I’ve been feeling kind of uninspired lately. This blog can be tough for me sometimes because it’s not just about makeup, it’s also about writing. It’s hard for me to bring myself to write a lackluster, bare bones post about a product when I’m just not feeling the words. I hate it, and I wish knew how to write on command, but I don’t. I try to pump out something every day, but when the creativity isn’t there, it’s just not there. I’ve been getting stagnant while product just piles up on my desk. I haven’t even used my Naked3 palette. Isn’t that sad?
When I get blah like that, everything gets blah. I’d look in the mirror and not feel like putting makeup on because my hair has been looking like butt, my eyebrows were overgrown and I’ve been dealing with a breakout. Like, fuck putting all that time into my face when my eyebrows look like that. I needed a big change to shake myself up!
You get used to doing things a certain way, you know how to make it look good, but that’s no fun forever. I always want a new look! But, what? The biggest beauty change is always hair related, right? I don’t want bangs anyone, I don’t want long hair anymore, I don’t want the coppery color anymore, but what DO I want?
That’s where I always get stuck.
Over the years, I’ve tried to adopt a detached attitude to my hair. It’s just hair. It’ll grow back, you know? So, the problem isn’t that I’m scared of cutting my hair, the problem is that I can never decide HOW to cut my hair. My friend that usually does my hair takes a hands off approach to this part. Since we’re not just customer/client, we’re also ex-coworkers, party friends, and birthday week buddies, this adds an extra layer of trickiness. She worries about taking big risks because she doesn’t want to be responsible for something I end up hating, and I want her to tell me what to do. We frequently end up at this impasse. So, with her blessing, I went to another hairdresser to try and get a different perspective. It worked out great! Working with someone who doesn’t know all my annoying client quirks was just what I needed.
I went in, took a bunch of different pictures, told her I needed something big, and man, did I get it.
DO YOU LOVE IT?! I LOVE IT!!
I’ve wanted a color like this for years! But, as I got into my late twenties and then my thirties, I convinced myself that I was too old. I’d look at pictures of hair colored like this, and just hem and haw. I almost didn’t go through with it this time! I’m so glad I did though! My only condition was that if my hair was going to be blue, the cut had to be sophisticated. I’m sorry, but I really do think I’m too old to pull off super long blue hair. But that’s ok! I didn’t want that anyways!

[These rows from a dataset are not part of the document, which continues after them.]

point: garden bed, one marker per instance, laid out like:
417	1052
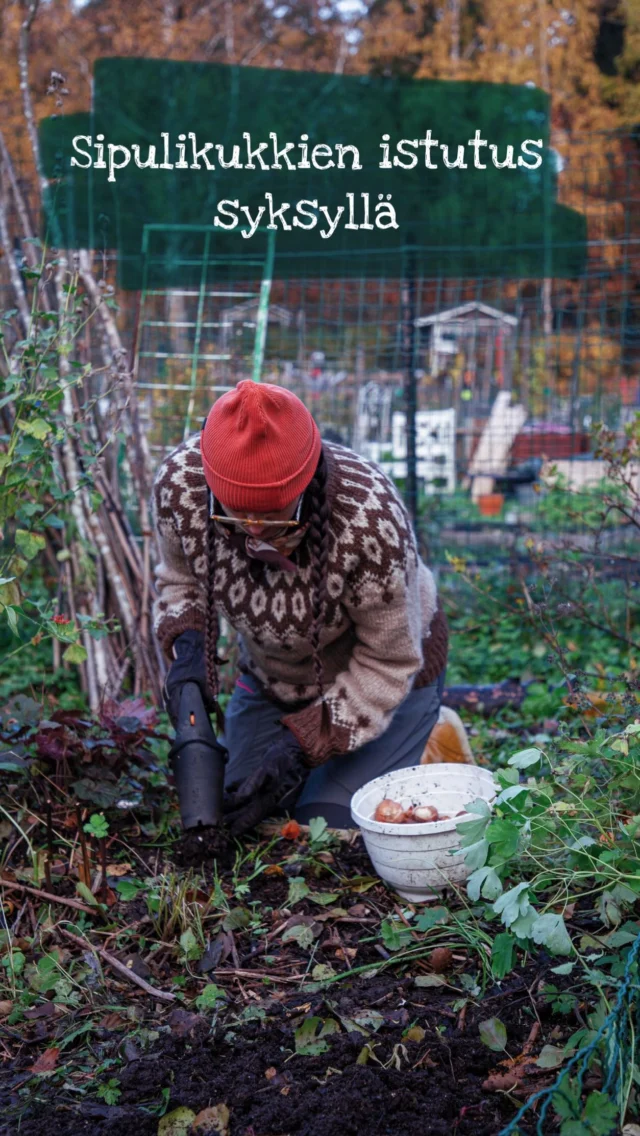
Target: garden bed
390	1042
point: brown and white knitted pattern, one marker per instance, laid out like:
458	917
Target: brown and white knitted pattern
383	632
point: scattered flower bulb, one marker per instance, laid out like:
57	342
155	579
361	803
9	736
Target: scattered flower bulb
389	812
423	813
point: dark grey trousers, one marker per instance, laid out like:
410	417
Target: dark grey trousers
251	724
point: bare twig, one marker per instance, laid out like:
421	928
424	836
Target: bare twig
116	965
63	900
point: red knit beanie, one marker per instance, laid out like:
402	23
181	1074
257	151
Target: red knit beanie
259	447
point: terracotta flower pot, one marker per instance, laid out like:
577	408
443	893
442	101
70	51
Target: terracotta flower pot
490	503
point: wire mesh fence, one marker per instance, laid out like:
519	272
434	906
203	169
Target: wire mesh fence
466	390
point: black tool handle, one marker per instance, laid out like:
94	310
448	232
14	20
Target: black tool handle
197	762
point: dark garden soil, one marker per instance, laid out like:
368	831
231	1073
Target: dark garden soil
402	1058
429	1086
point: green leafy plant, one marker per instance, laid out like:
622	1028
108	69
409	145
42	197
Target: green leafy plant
97	826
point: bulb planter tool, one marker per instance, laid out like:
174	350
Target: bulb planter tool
197	762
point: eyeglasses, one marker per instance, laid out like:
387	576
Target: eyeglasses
242	521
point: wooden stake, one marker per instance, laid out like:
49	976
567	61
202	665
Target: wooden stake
104	867
49	849
85	859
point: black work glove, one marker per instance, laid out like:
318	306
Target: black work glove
189	666
281	773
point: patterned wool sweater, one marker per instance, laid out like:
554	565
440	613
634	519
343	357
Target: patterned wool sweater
383	632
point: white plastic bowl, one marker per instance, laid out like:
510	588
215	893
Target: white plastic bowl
416	859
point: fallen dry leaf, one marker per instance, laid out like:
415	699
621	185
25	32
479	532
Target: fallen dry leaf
47	1061
118	869
182	1022
500	1082
440	959
212	1120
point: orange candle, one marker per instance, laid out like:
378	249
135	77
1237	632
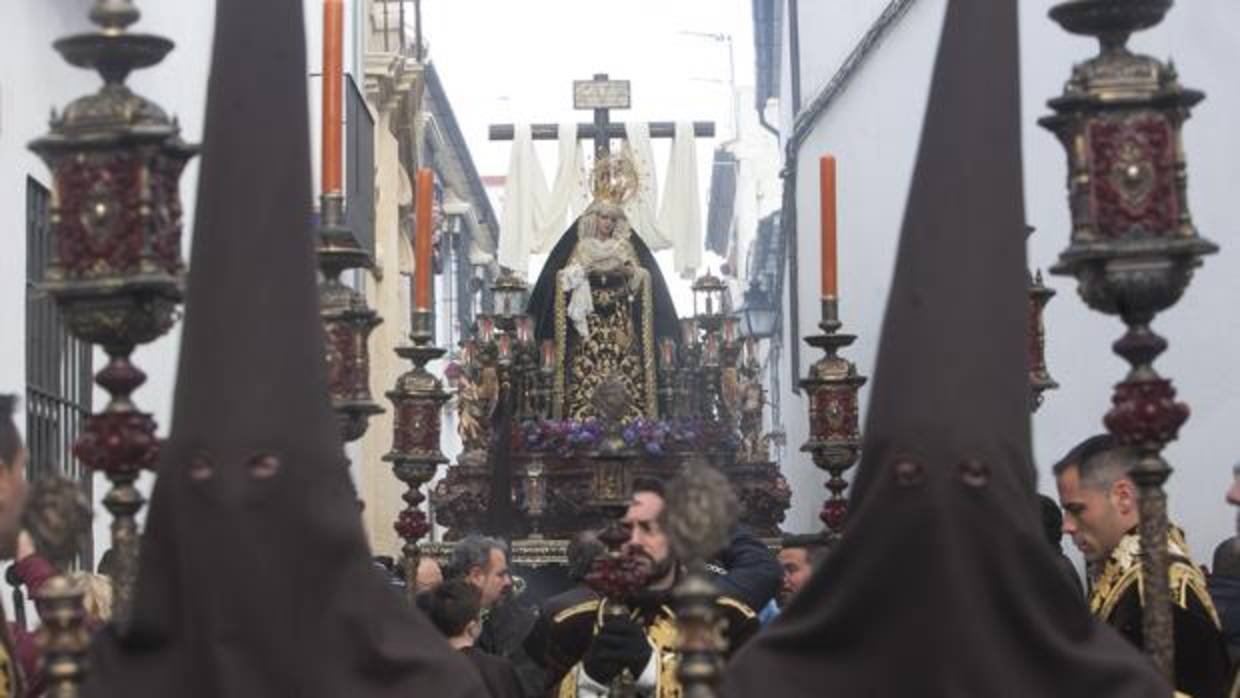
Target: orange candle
422	241
827	185
332	88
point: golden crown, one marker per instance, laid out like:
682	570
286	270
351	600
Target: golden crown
614	179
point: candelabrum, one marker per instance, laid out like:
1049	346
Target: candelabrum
417	399
1133	246
1039	376
835	432
346	319
699	511
57	517
115	268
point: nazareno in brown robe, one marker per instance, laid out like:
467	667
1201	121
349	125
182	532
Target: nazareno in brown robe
256	578
943	584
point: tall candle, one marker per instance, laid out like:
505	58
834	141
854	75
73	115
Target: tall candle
332	89
827	185
505	346
422	272
688	331
668	347
548	353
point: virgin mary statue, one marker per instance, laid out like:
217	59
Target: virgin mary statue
604	303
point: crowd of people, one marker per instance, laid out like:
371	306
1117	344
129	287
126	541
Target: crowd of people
563	646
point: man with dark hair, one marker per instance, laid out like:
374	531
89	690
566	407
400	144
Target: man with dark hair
583	656
941	585
745	569
484	563
455	608
799	554
1053	526
1101	513
506	620
13	501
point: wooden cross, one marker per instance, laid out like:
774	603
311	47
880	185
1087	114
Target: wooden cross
600	96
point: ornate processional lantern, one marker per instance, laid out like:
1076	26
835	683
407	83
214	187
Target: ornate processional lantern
346	319
833	383
1133	246
1039	376
115	268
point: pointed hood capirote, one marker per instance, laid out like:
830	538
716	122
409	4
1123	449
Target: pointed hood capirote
943	584
256	577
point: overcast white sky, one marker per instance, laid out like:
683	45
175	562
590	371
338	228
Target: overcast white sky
506	61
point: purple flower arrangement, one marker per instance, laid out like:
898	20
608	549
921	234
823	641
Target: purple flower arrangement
655	438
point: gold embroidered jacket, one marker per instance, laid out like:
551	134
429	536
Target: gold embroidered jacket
572	630
1117	596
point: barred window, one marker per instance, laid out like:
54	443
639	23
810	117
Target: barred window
57	365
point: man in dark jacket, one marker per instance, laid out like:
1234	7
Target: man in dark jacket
506	618
1224	585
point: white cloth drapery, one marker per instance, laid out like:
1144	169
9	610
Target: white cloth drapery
681	211
535	216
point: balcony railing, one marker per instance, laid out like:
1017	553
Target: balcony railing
394	21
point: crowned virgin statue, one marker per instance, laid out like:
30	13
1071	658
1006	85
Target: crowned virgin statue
603	300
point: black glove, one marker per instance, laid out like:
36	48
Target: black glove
620	644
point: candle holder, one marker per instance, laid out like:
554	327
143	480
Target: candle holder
347	321
416	456
835	432
115	269
533	495
1133	246
1039	376
699	511
616	577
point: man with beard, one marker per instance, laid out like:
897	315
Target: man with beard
588	650
799	556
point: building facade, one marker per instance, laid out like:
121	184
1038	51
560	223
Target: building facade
853	79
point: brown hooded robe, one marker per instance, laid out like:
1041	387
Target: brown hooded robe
943	585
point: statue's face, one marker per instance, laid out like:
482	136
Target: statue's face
606	225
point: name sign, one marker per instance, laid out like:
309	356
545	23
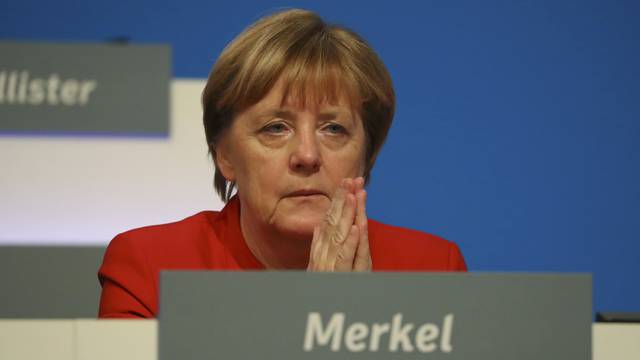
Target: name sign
298	315
101	89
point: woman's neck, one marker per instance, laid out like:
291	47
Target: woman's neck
276	251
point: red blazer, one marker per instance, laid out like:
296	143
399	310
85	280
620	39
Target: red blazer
212	240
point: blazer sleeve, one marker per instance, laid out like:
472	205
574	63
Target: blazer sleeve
456	261
128	288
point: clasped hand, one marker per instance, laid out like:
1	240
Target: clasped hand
341	242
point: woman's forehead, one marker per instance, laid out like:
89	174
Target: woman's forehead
288	97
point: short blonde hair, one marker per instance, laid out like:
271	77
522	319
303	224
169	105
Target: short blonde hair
317	62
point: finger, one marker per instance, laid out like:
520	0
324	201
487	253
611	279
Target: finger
346	253
337	203
362	261
339	235
359	184
315	252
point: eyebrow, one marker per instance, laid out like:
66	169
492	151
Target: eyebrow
285	113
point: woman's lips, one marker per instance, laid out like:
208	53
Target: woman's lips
306	193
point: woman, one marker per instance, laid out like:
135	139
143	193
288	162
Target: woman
295	112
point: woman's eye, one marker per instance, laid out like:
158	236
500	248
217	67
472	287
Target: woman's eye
335	129
277	128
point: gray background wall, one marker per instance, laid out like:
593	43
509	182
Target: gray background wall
49	282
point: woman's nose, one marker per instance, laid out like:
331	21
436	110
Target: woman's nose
305	155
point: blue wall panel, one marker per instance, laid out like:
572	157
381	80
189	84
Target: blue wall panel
517	131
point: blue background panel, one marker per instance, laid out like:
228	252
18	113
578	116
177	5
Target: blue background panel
516	132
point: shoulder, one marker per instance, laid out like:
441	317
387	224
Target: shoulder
170	233
171	242
398	248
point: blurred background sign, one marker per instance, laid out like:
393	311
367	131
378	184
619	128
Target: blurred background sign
84	89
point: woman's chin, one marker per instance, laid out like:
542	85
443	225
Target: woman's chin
299	225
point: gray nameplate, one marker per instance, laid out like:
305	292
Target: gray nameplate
297	315
84	89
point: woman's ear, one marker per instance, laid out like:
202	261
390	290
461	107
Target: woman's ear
224	162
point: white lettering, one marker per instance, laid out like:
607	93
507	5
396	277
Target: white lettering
355	336
315	332
400	337
11	87
18	88
36	92
52	89
447	329
68	92
22	87
426	336
400	334
85	91
3	76
377	330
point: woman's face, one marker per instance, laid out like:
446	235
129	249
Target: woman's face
288	161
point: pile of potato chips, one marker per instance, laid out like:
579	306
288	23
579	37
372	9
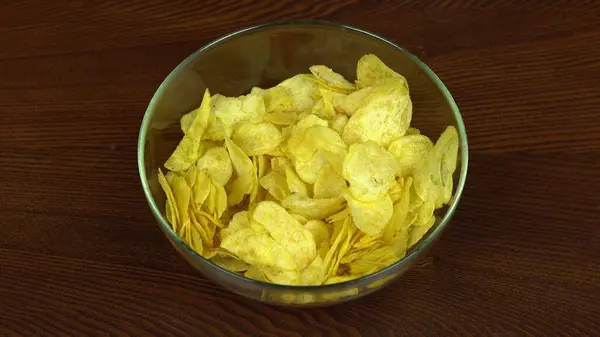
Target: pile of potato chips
315	181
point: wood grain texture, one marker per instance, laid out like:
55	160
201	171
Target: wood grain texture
80	253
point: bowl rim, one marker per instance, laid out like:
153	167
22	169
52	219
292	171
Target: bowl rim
430	235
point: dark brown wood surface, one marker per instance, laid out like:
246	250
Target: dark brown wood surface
80	253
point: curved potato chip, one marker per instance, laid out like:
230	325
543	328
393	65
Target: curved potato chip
410	150
217	163
278	99
233	110
328	183
282	117
370	170
285	229
275	183
295	184
413	131
181	192
303	89
189	148
309	170
255	273
371	71
353	101
332	80
244	168
400	213
321	233
171	205
230	263
239	221
433	175
258	249
382	117
312	209
417	232
338	124
256	139
370	217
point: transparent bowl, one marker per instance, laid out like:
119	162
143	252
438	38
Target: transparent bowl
263	56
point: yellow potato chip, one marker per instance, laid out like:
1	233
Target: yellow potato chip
339	185
259	249
370	216
295	184
328	183
255	273
338	123
285	229
275	183
410	150
217	163
418	231
371	71
433	175
282	117
330	79
312	209
171	205
400	213
278	99
256	138
382	117
230	263
370	170
303	89
322	235
227	112
189	148
245	180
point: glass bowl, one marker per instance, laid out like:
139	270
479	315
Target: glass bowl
263	56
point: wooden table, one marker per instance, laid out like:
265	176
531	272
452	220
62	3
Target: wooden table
80	253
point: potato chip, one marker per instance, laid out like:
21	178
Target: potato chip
321	233
410	150
278	99
230	263
400	213
217	163
255	273
370	170
433	175
227	112
328	183
370	216
282	117
417	231
171	205
382	117
303	89
312	209
256	138
275	183
371	72
338	123
314	181
285	229
259	249
189	148
330	79
246	177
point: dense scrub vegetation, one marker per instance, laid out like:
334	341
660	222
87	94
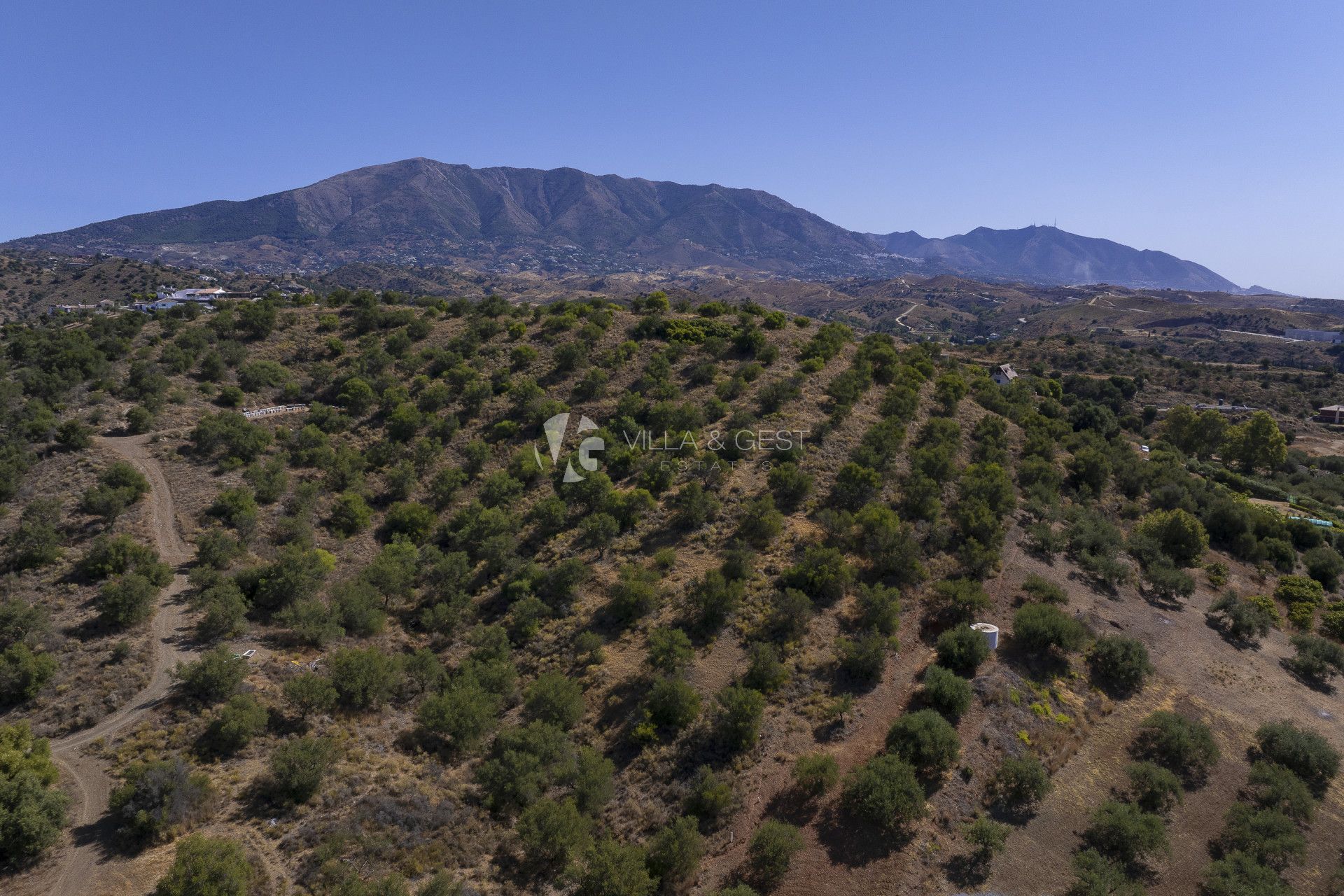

Beauty risks are so fucking scary. What if you hate it? What if it looks terrible? What if people think you look stupid? We get so stuck on the negative what ifs, that I think we forget to think about the positive ifs. Like, what if you look fucking amazing? What if a modeling scout sees you and you become a superstar? What if you love it? If nobody is telling you you can’t do something, why do we tell ourselves? We’re our own worst enemies. We’ll stand on the metaphorical edge of a big decision cliff, look down and say, “I can’t jump! What if I fall?!” But, we rarely stop to consider the possibility that we could fly. What if you could fly all along but you never knew because you never tried? That’s not just hair, that’s life, bbs! It sounds like such corny bullshit, but it’s a concept I struggle with often. It takes mighty big ovaries to step outside of our comfort zones, but it’s always worth it. Even when we fail, it’s a success, because we tried. This is dumb too, but it’s like when I decided to try being a blonde. It looked terrible, but at least I found out! I could stop wondering about it, and file it away. And really, that’s the worst that can happen. It looks bad. No big deal, everything is fixable with enough color and time!
Regrets are stupid and indecision is the worst. Sometimes, you just have to jump.